Authors like Linton Robinson inspire others to live life more fully with their no holds barred approach to both writing and life. Dare I say you will want to add one of his titles to your to-read list for the coming year. His energy is infectious. It’s with a smile on my face that I end this blogging year with this interview. I’m taking a two-week break, so happy holidays and I’ll see you next year!
Official Bio: Born in Occupied Japan, schooled in Asia, now a 20-year resident of Latin America, Linton Robinson’s status as a born outsider is reflected in his books.
Robinson worked as a journalist for years, winning awards and placing articles in top American magazine and newspaper markets. This was followed by a brief career as a photographer, also with credits in top markets. He then moved into mail-order catalogs, with noted success, before switching to newspapers in Mexico and Guatemala.
His syndicated columns “Flesh Wounds” and “Weekend Warrior” were cult favorites in the nineties. He is currently working on novels, with a dozen or so in print, and screenplays.
1. Please provide a brief synopsis of your book.
The book I’m about to start trying to “get discovered” is The Way of the Weekend Warrior. It was built around my “cult” columns in the Nineties and the protagonist is a columnist for San Diego media … a bit each of Hunter Thompson, Wile E. Coyote, and the Flim-Flam Man. It’s a lot more fun than Ron Burgundy.
2. Tell us a little bit about what motivates or inspires your writing.
I’ve never understood the “why do you write” question. It’s like “why do you breathe” or “why do you want to have sex” or something. I’ve done it all my live for money, for influence, to express myself, to impress people. Probably why everybody else does it. Except the money thing: they’d have to be nuts.
3. Writing aside, what passions drive your life?
A lot of who I am comes from being a peripatetic Army brat. Born an expat in Asia, school in big international community, years living around Latin America, years behind a badge and years behind bars, it adds up to something. I don’t make a lot of distinction between what drives writing (and inventing and building nutty stuff) and what drives my so-called life.

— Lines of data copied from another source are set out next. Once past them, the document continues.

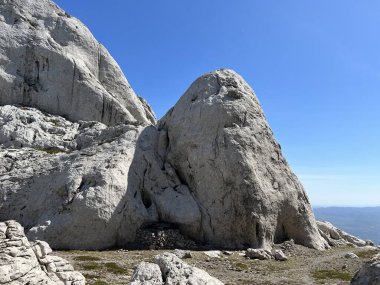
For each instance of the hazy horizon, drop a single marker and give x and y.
(314, 66)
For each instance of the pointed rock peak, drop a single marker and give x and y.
(51, 61)
(222, 147)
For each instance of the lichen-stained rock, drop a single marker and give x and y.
(51, 61)
(147, 274)
(24, 263)
(173, 271)
(369, 273)
(67, 183)
(221, 147)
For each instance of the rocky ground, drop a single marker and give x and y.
(304, 266)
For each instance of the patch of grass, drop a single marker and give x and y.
(86, 258)
(90, 266)
(240, 266)
(91, 276)
(116, 269)
(331, 274)
(99, 282)
(367, 253)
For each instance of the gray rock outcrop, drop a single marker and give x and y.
(67, 183)
(213, 166)
(81, 168)
(369, 273)
(173, 270)
(335, 236)
(24, 263)
(51, 61)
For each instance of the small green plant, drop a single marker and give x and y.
(331, 274)
(367, 253)
(90, 266)
(239, 266)
(116, 269)
(99, 282)
(86, 258)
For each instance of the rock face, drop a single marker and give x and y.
(369, 273)
(50, 60)
(173, 270)
(222, 170)
(81, 168)
(67, 183)
(24, 263)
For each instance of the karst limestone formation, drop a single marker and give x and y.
(84, 165)
(51, 61)
(168, 269)
(22, 262)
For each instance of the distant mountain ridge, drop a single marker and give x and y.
(363, 222)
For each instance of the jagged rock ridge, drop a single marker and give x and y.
(24, 263)
(89, 178)
(51, 61)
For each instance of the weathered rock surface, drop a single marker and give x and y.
(369, 273)
(147, 274)
(174, 271)
(51, 61)
(280, 255)
(88, 173)
(67, 183)
(214, 157)
(24, 263)
(258, 253)
(335, 236)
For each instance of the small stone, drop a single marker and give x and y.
(280, 255)
(351, 255)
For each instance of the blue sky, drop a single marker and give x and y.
(315, 66)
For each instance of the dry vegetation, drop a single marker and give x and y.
(305, 266)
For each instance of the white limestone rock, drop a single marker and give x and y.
(175, 271)
(369, 273)
(218, 144)
(258, 253)
(24, 263)
(51, 61)
(68, 185)
(279, 255)
(168, 269)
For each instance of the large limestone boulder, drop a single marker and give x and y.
(173, 271)
(24, 263)
(81, 168)
(215, 155)
(67, 183)
(51, 61)
(369, 273)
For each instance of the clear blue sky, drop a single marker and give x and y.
(315, 66)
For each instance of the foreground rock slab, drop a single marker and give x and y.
(335, 236)
(173, 270)
(57, 176)
(369, 273)
(22, 262)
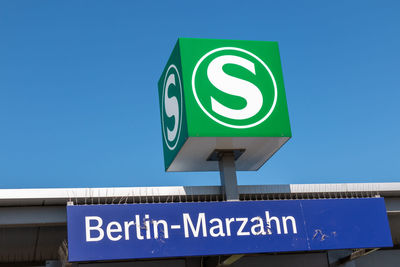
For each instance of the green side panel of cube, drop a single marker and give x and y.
(222, 94)
(172, 107)
(233, 88)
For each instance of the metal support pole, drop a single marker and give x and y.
(227, 171)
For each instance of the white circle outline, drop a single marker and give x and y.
(211, 116)
(181, 108)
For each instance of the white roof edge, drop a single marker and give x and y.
(72, 193)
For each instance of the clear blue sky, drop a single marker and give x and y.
(79, 100)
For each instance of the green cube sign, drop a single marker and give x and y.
(222, 95)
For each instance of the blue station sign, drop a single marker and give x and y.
(132, 231)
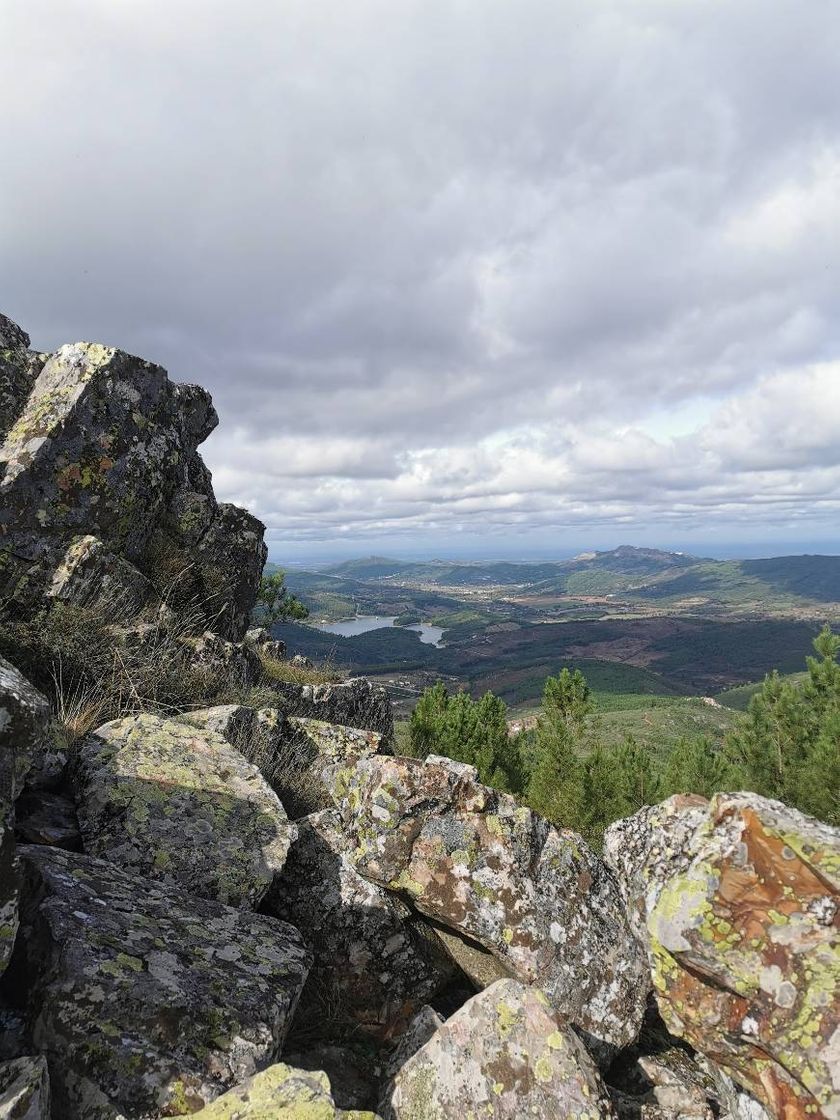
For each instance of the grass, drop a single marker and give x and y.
(287, 673)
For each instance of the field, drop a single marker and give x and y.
(650, 630)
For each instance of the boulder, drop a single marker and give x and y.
(291, 752)
(280, 1092)
(222, 660)
(417, 1034)
(352, 1073)
(333, 744)
(96, 450)
(25, 1090)
(475, 860)
(19, 367)
(90, 575)
(505, 1054)
(167, 802)
(379, 968)
(100, 444)
(147, 1000)
(353, 703)
(740, 897)
(24, 716)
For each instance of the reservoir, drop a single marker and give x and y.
(363, 623)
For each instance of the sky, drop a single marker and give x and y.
(464, 277)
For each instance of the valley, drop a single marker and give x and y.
(640, 623)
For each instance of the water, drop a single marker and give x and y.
(363, 623)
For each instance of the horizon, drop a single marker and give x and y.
(483, 276)
(743, 552)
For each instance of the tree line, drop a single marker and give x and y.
(785, 746)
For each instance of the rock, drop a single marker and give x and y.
(91, 575)
(352, 1079)
(380, 970)
(49, 819)
(291, 753)
(167, 802)
(18, 371)
(217, 658)
(24, 718)
(740, 898)
(280, 1093)
(333, 744)
(505, 1054)
(25, 1090)
(102, 445)
(475, 860)
(417, 1034)
(24, 715)
(96, 450)
(12, 336)
(352, 703)
(142, 998)
(474, 960)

4. It’s hard to pick just one, but what do you consider your favorite novel and why?
Not just hard: impossible. I have never understood how people, especially writers and reading fans, can single out one book as THE one. I read anything that comes to hand, I guess you’d say. I read science fiction for years, then nothing but international literary stars and Nobel winners-Gombrovitz and Kawabata and Calvino and Borges and Rulfo and that sort of thing-then got into tough-guy books -Leonard, Perry, Shames, Ellroy, etc.-but through it all have had an odd affection for cavalry books: derring-do in the Raj, like Kipling and the Sharpe and Flashman novels. The latter are more than sex and giggles, even more than a brilliant picture of the Victorian history of the world and all its major players: they are also an excellent model for any fiction writer, that elegance and gesture that Brits still have over us.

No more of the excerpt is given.